Generating The Job Submission Scripts

The job submission scripts are all generated by running a perl script named setup.pl, which will accept a number of argument. All of these arguments have reasonable default values, any of which can be overridden using one or more of the options described below. To display all options and see the default values, do:

 
./setup.pl -h

This will produce output similar to:

Syntax setup.pl [ -h
| -s <OSCAR version>
| -f <datacards>
| -r <ORCA version>
| -g <CMKIN version>
| -p <path>
| -e <email>
| -c <copycommand>
| -d <destination path> ]

where

-h: This help message
-f: name of the physics channel. Default is zprime700_mumu
-s: OSCAR version. Defailt is OSCAR_3_6_5
-r: ORCA version. Default is ORCA_8_7_3
-g: CMKIN version. Default is CMKIN_4_3_1
-p: path for tutorial. Default is /uscms_data/d1/$LOGNAME/Tutorial
-e: email. Default is $LOGNAME@fnal.gov
-c: copy command. Default is /bin/cp
-d: destination path for data. Default is /uscms_data/d1/$LOGNAME/Tutorial/data

Beware! While you can change the versions of ORCA, OSCAR and CMKIN, it is not guaranteed that all possible version combinations will work. Currently, setup.pl does not even check that the selected version exists and the data cards are not modified to ensure that they are appropriate for the selected versions.
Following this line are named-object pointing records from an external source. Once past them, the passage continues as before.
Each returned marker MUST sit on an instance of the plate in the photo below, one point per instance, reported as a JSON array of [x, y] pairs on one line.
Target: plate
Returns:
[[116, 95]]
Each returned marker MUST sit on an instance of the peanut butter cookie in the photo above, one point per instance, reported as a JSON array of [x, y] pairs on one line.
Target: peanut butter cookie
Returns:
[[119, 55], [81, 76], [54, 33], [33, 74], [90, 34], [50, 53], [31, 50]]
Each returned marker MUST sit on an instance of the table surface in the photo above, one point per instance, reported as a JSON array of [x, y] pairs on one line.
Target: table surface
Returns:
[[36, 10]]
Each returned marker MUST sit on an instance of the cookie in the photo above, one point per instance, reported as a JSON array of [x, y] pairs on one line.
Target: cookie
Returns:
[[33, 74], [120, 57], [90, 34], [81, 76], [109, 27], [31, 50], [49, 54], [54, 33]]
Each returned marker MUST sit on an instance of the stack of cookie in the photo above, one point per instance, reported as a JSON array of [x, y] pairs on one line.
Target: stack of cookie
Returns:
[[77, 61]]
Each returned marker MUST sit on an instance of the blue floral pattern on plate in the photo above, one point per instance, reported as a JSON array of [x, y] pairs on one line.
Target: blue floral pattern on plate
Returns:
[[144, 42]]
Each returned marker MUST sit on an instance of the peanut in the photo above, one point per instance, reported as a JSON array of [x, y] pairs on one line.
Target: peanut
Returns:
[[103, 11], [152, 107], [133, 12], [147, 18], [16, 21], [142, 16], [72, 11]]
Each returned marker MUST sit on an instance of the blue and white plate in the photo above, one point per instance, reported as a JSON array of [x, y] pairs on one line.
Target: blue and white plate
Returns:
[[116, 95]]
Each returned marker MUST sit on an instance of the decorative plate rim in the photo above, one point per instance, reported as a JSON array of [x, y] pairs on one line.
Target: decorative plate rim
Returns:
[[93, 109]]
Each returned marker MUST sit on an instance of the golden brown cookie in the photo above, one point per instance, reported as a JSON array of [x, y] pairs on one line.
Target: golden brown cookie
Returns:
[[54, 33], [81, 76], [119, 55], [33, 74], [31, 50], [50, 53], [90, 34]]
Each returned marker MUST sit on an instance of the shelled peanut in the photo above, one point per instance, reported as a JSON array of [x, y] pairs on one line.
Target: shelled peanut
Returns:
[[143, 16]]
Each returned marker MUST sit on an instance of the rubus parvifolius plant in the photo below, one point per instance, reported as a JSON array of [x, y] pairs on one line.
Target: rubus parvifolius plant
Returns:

In the future, we might add checks for this and modify the data cards correspondingly but this is not implemented yet. In short, you should not depart from the defaults unless you are quite sure of what you are doing and are willing to make the necessary modifications yourself. In the future, we may indicate consistent CMKIN, OSCAR and ORCA releases with an overall CVS tag but this is not now being done.

If you are happy with the defaults, simply type:

./setup.pl

A more interesting possibility is to select a nondefault physics process such as:

 
./setup.pl -f h300eemm

In either case, this will create all the necessary scripts to run the selected analysis and physics process through the entire processing chain of

  • event generation with CMKIN
  • simulation of the CMS detector with OSCAR
  • digitization of the simulated hits with ORCA
  • run the reconstruction and produce the DST (optional)
  • produce a Root Tree for analysis: ExRootanalysis

None of the default steps requires the user to recompile any code. Only those executables which are provided with the software distribution are used. (In what follows, we assume you have chosen the default physics channel. The generalization to another channel is straightforward.)

Examine The Created Scripts

One of the scripts that is created by setup.pl is setup_tut.csh. Execute the command

 
source ./setup_tut.csh

to define a few environment variables that will make it easy to navigate between the different relevant directories:

  • $TUTORIAL: The directory where you checked out the tutorial
  • $TOP: The top directory of the destination (scripts, data and so on)
  • $PNFS_PATH: The directory where the data ends up
  • $ANALYSIS: A directory with various analysis scripts to examine the output using the Root system
  • $SCRIPTS: The directory where the submission scripts for condor are found

To have a look at the various job submission scripts, do:

 
source ./setup_tut.csh
cd $SCRIPTS
ls

and examine any of the scripts found there.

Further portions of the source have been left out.